Is this the first time in history an invasion was undertaken in part to force a country to change its banking regulations?

And here’s one particularly philosophical bit from a book review:

Self-governance demands a larger philosophical framework that recognizes the reasons we have for letting people govern themselves, the advantages that accrue in prosperity and happiness. And it needs a concept that defines the boundaries between self-government and the government of others, the concept of rights.

Brian also interned at the Cato Institute, where he later worked as managing editor of Regulation magazine. 

Brian then joined Reason in 1994, with an extended stopover in Gainesville between jobs that summer—and some live shows by our briefly revived band, the Jeffersons, thrown in. He moved to Los Angeles and remained a resident of California for the rest of his life. 

In intervening years, I would get occasional brief updates on his writing of what became Radicals for Capitalism: A Freewheeling History of the Modern American Libertarian Movement. Published in 2007, the book is the result of a multiyear endeavor that still stands as the definitive history of the libertarian movement (Cato book forum here).

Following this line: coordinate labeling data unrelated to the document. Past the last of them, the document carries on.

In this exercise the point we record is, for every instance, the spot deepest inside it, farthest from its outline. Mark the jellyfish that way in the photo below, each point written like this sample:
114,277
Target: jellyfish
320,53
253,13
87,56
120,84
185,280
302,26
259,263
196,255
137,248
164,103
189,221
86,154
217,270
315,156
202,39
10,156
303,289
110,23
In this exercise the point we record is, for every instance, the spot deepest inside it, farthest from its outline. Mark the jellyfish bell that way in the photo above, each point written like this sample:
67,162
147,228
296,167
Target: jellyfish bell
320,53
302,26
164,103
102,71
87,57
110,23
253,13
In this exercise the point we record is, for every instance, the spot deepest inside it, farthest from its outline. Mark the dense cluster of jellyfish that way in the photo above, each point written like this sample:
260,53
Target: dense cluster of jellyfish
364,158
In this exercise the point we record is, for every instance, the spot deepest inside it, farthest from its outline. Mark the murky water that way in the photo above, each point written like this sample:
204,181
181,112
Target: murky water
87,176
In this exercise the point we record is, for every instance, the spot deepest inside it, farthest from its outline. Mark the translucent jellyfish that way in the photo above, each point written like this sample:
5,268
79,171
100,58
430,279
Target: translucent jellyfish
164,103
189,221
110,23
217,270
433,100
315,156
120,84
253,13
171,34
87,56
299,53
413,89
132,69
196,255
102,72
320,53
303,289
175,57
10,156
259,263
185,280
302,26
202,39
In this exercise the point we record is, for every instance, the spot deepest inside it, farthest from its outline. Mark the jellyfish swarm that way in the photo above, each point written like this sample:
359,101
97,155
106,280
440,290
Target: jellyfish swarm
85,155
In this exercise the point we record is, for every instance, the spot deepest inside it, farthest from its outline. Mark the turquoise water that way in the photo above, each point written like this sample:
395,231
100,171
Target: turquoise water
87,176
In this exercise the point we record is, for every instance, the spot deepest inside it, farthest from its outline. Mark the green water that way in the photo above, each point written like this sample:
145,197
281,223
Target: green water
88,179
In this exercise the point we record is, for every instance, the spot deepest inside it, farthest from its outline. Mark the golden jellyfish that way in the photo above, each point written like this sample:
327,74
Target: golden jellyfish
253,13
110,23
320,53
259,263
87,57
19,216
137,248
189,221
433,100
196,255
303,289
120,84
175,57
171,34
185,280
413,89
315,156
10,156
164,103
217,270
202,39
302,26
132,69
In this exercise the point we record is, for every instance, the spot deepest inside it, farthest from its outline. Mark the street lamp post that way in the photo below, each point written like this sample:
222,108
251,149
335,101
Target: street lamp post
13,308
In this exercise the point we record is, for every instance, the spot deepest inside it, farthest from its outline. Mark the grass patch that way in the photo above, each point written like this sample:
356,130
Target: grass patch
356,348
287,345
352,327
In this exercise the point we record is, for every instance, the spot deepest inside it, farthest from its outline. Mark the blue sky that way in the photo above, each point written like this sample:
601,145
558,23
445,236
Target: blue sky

“To the extent that libertarianism’s history has been told, it has mostly been treated as a weird, overenthusiastic little cousin to right-wing conservatism,” he explained in a Cato Unbound essay shortly after the book’s publication. “Rescuing libertarianism from that sad fate was one of my purposes, and one of the reasons I put the word ‘radical’ in its title—as part of a phrase invented by novelist and libertarian inspiration Ayn Rand to identify her own ideological mission.”

He also had a stint as Warren Brookes Journalism Fellow at the Competitive Enterprise Institute, where I would later hang my hat as editor before joining Cato. But it was a long way between then and now. 

We communicated more sporadically in recent years, reconnecting every few months when a topic of mutual interest prompted one of us to share an observation that few other people would care about. (Several had something to do with Ritchie Blackmore for some reason.)

And of course, we would meet on his occasional trip to DC. While he spent the rest of his career at Reason, he continued collaborations with Cato over the years, including the 2009 book Gun Control on Trial: Inside the Supreme Court Battle over the Second Amendment.

We did stay in touch more in the past three years, though. We got our old band back together for a one-off Jeffersons reunion in 2023, part of an evening celebrating the life of another departed friend, Robert Hanrahan. After so many years of us not playing together, the show went surprisingly well, and I hope it was a proper farewell for Robert, among friends. 

Shortly after joining Cato, I took on editing his book Modern Libertarianism: A Brief History of Classical Liberalism in the United States, published just over a year ago, which revisits parts of the story from Radicals for Capitalism and considers events since its 2007 publication. (Cato book forum here.)

In the days since Brian’s passing, it’s been heartening—though not at all surprising—to hear from mutual friends from across the various worlds he inhabited, from family to old Gainesville friends to current and past colleagues. Yet through all the various impressions from different people, he remains recognizable as the same Brian Doherty I knew. 

Brian’s death was a shock, even with the health challenges he had experienced in recent years. But it was not surprising that he was out hiking with friends at the time. Twenty-four hours in a day seemed to be too few for him, and he always seemed to try to do as much in the time that he had—his voracious reading habits were legendary. I just wish that he had had more time with the rest of us here.

His description of Robert Anton Wilson—one of his major influences—in a Liberty book review might apply as well to the review’s author: “he is skilled enough a writer to make the reader feel in their hearts the fierce indignation of which Jonathan Swift spoke on his tombstone—the indignation that lacerated his heart and spurred him to serve human liberty. Any writer that can communicate this feeling is worthy of respect and attention.”